There is no clear winner (or loser) in the battle for bipolar marketplace supremacy. The belief that one drug does everything is a fantasy for all but a small minority of patients with bipolar disorder. Polypharmacy is the rule, and rational polypharmacy the goal. To exclude lithium from the arsenal of bipolar drugs would be folly, yet lithium prescribing seems to have become a vanishing art. One of my psychopharmacologist colleagues recently expressed bewilderment at the number of “treatment-resistant” bipolar patients referred to him who had never been treated with lithium.

 

 

Diagnosis matters

Lithium is most effective in patients with euphoric mania, full remission between episodes, and normal interepisode functioning. Its potential benefits, however, clearly extend to all other aspects of bipolar disorder, to augmentation for treatment-resistant major depressive disorder, to schizoaffective disorder, and—at times—to aggressive states. As the bipolar spectrum expands, it is hardly surprising that the effectiveness of lithium (or any other drug) lessens as we approach the periphery of the spectrum.

Blood levels and dosing

Recommended lithium serum concentrations are given as ranges, realizing that individual variability makes exact numbers impractical. Package inserts for lithium products list serum concentrations between 1.0 and 1.5 mEq/L for acute mania and 0.6 and 1.2 mEq/L for maintenance therapy. The APA’s revised guidelines are a bit more conservative, recommending 0.5 to 1.2 mEq/L for acute mania and waffling somewhat on maintenance.4 Many patients on maintenance therapy do well at levels between 0.6 and 0.8 mEq/L, and some prosper at even lower levels.
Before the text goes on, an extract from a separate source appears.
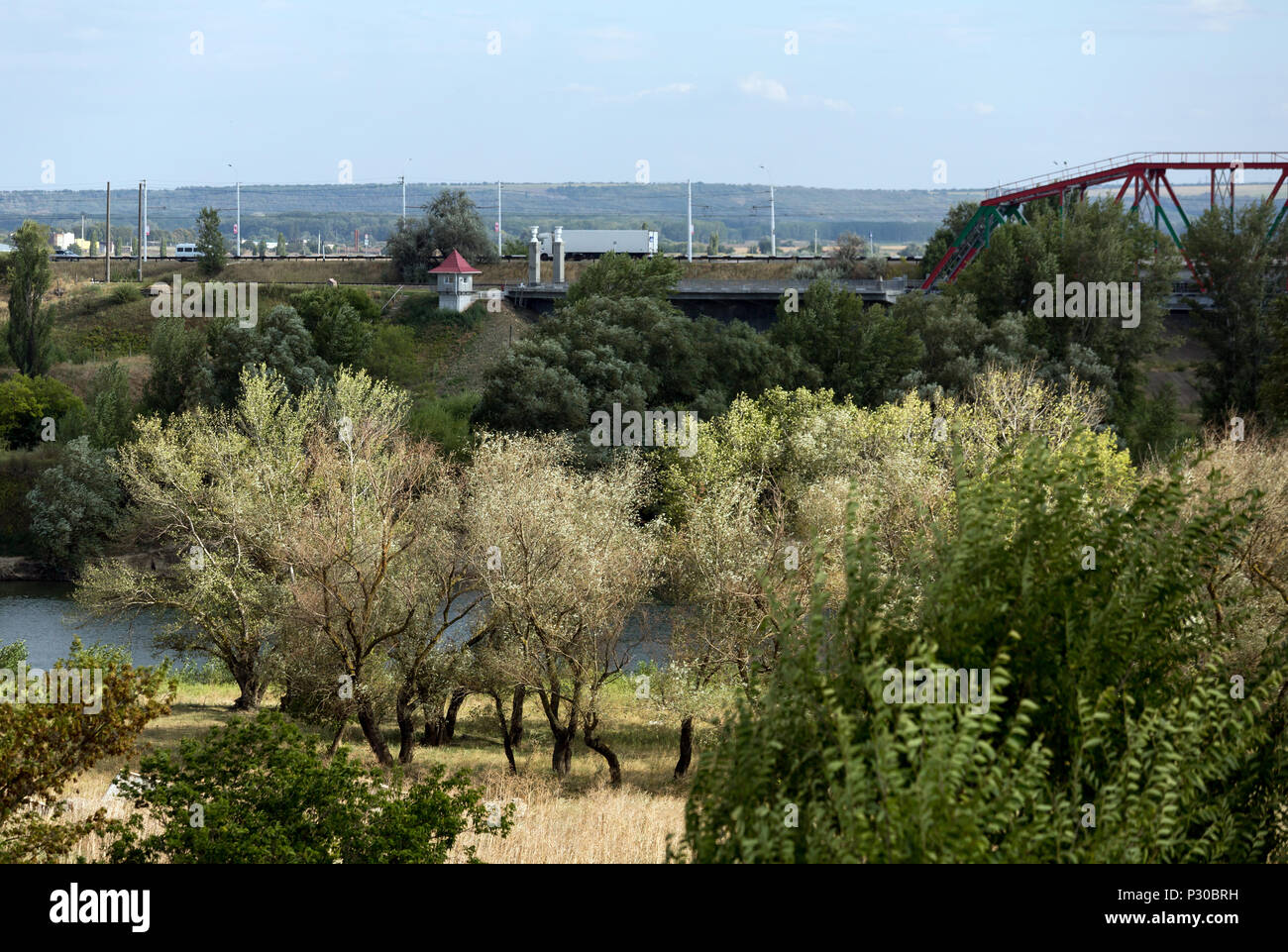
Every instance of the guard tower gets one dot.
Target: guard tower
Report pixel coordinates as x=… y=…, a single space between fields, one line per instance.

To avoid obtaining a misleading blood level:

  • Samples should be drawn in the morning as close as possible to 12 hours after the last dose.
  • Steady state conditions should exist, usually meaning 4 or 5 days on the same dosage without any missed or extra doses (Box 2).

Start treatment using divided dosages, but—following stabilization—once-daily dosing is possible for many patients. If lithium is taken as a single daily dose, 12-hour blood levels will be somewhat higher than with multiple daily dosing. Single and multiple daily dosing are similarly effective, but once-daily dosing may have a compliance and tolerability edge in some patients.

Considering individual patient variability, a lithium carbonate dosage of 1,200 to 1,800 mg/d is likely to be therapeutic for mania and 900 to 1,200 mg/d for maintenance in otherwise healthy, nongeriatric adults.

Starting and maintaining lithium

Medical history. Assuming that lithium theapy is indicated, obtain a detailed medical history. Focus on findings that increase the risk of lithium toxicity, such as renal impairment, drug interactions, and unstable fluid-electrolyte balance.

Although lithium is not contraindicated in patients with renal disease, using an alternate drug is probably preferable. On the other hand, because lithium does not adversely affect the liver or pancreas, it may be preferred to some other mood stabilizers if these organs are diseased.

A thorough diet and drug history is also important. Because low-sodium diets reduce renal lithium clearance, lower doses may be required to reach a given serum concentration. Some drugs alter lithium excretion and can increase or decrease blood levels (see “Drug combinations,”).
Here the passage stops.